Car dans les plaintes reçues par le Commissariat en six ans, 54,7 % concernaient des postes de supervision.

 « Le bilinguisme dans la fonction publique fédérale est malade » – Yvon Barrière, AFPC

En 2017, Patrick Borbey avait cosigné avec Matthew Mendelsohn un rapport sur la dualité linguistique au sein de la fonction publique fédérale. Trois ans plus tard, l’actuel président de la Commission de la fonction publique nuance la situation.

« Dans notre rapport, nous avions déjà mis le doigt sur l’enjeu de la langue dans la supervision. Mais il faut rappeler que dans la majorité des cas, il n’y a pas de problème. Le nombre de postes bilingues est stable, environ 42,7 %, et 95 % des employés rencontrent les exigences linguistiques de leur poste. »

Il reconnaît toutefois que le problème existe, ce que plusieurs membres de l’AFPC ont rapporté à leur syndicat déplorant les difficultés de travailler en français.

« Ce sont peut-être les stratégies qui sont à revoir, avec une bonne planification au niveau des ressources humaines et un travail avec les communautés de langue officielle en situation minoritaire. Car quand nous faisons des campagnes de recrutement auprès des étudiants, beaucoup se déclarent bilingues. Il faut se pencher sur cette nouvelle génération de fonctionnaires, en augmentant l’accès à la formation linguistique. »

Impact sur les services aux citoyens

En bout de ligne, ce problème se répercute sur les Canadiens, note le commissaire Théberge.

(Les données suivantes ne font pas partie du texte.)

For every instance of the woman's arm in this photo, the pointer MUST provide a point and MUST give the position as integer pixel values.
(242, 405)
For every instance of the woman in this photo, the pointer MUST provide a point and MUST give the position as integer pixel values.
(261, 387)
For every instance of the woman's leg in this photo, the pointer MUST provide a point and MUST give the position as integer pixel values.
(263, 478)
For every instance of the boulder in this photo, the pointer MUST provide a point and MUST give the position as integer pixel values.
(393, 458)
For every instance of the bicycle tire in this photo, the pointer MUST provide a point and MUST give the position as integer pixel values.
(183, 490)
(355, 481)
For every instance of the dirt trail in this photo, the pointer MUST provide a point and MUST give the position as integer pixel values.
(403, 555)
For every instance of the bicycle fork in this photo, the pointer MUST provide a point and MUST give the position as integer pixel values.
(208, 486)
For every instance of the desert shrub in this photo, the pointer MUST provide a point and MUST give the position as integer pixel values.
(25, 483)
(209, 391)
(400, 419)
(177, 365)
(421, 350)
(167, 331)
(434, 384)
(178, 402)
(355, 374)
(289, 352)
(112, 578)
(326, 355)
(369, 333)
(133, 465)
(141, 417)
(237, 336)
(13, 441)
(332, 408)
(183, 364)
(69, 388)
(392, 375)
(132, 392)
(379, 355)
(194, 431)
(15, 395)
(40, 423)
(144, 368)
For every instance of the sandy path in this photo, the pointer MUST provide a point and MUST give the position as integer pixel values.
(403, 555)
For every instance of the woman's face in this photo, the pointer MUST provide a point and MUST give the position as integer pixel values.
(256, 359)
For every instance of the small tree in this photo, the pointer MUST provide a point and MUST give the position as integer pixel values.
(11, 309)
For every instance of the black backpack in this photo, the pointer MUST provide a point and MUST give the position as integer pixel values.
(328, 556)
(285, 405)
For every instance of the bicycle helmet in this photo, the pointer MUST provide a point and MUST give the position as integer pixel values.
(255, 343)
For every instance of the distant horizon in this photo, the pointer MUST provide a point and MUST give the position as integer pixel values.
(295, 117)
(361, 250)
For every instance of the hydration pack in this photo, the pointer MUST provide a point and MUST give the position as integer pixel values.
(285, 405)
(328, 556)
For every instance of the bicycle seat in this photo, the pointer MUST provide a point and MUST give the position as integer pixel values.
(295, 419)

« Une personne qui ne possède pas les compétences linguistiques nécessaires pour un poste ne sera pas en mesure de servir ou de communiquer avec le public dans la langue officielle de son choix. »

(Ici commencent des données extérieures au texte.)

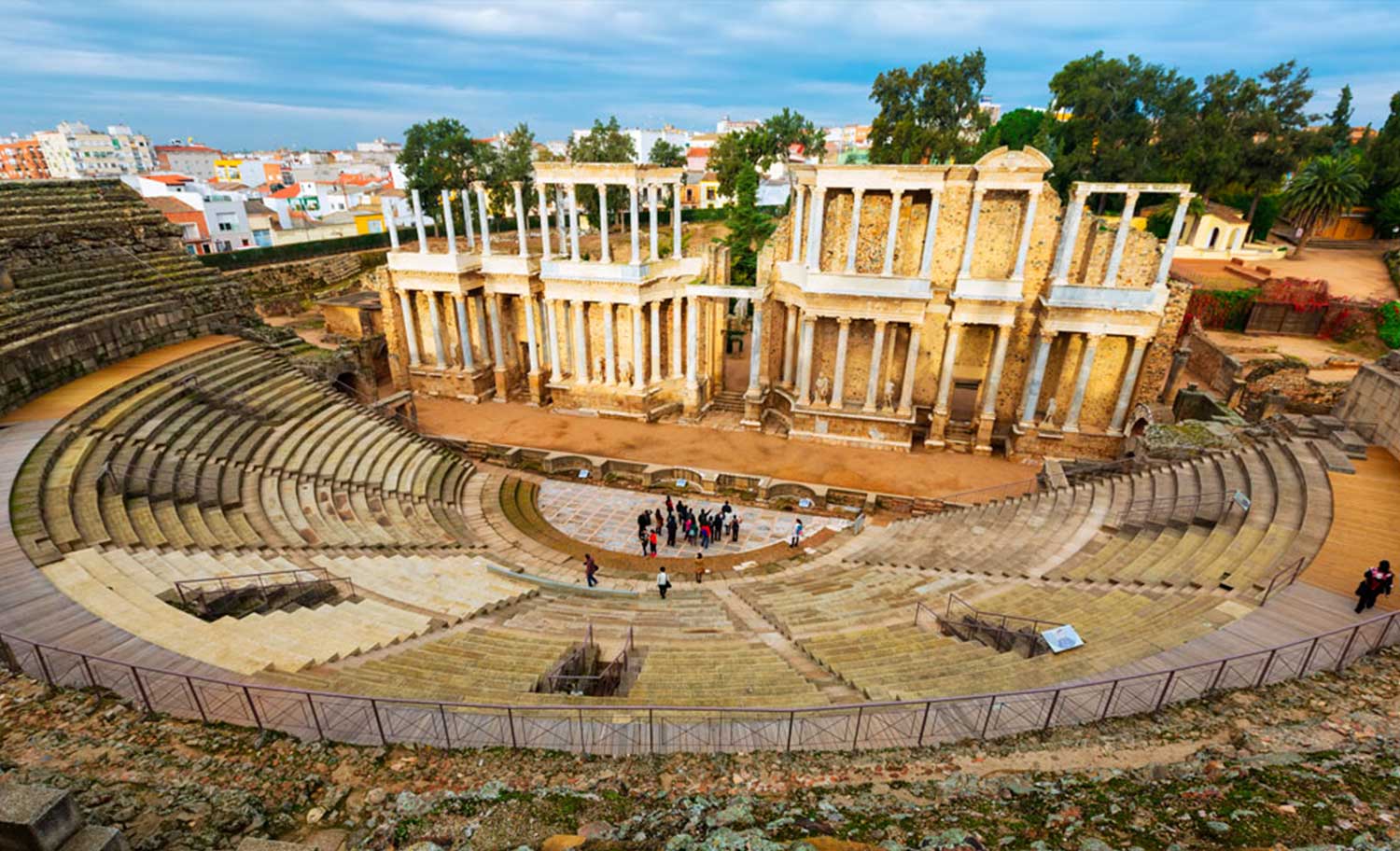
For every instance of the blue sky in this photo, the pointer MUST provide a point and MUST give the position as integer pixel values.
(327, 73)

La Fédération des communautés francophones et acadienne (FCFA) du Canada s’est émue de la situation sur Twitter : « Et après on se surprend du manque de capacité linguistique des institutions fédérales de communiquer dans les deux langues officielles en temps d’urgence… »

Quelles solutions?

M. Théberge formule sept recommandations à mettre en œuvre d’ici deux ans, comme de réviser les politiques et les outils pour déterminer les exigences réelles de bilinguisme des postes et de mieux former les gestionnaires afin qu’ils comprennent comment déterminer le degré de bilinguisme nécessaire à chaque fonction.

« Nous venons de mettre en place un outil interactif d’identification linguistique des postes que les institutions fédérales peuvent utiliser librement », ajoute-t-il.  

Mais l’AFPC doute de l’efficacité des recommandations, plaidant pour une révision complète de la structure actuelle et l’augmentation de l’actuelle prime au bilinguisme, figée depuis des décennies et dont le montant démontre, selon le syndicat, le peu d’importance accordée à cette compétence.

« Beaucoup de nos membres préfèrent refuser cette prime, car ça représente beaucoup de travail supplémentaire », rapporte M. Barrière.

L’AFPC mènera un sondage auprès de ses membres début 2021 et prévoit aborder cette question avec la ministre des Langues officielles, Mélanie Joly, et le président du Conseil du Trésor, Jean-Yves Duclos.

En réponse à ONFR+, le bureau de M. Duclos indique qu’il analysera le rapport du commissaire et s’engage à continuer « de travailler en étroite collaboration avec lui afin que les droits des employés de la fonction publique soient protégés en cette période sans précédent ».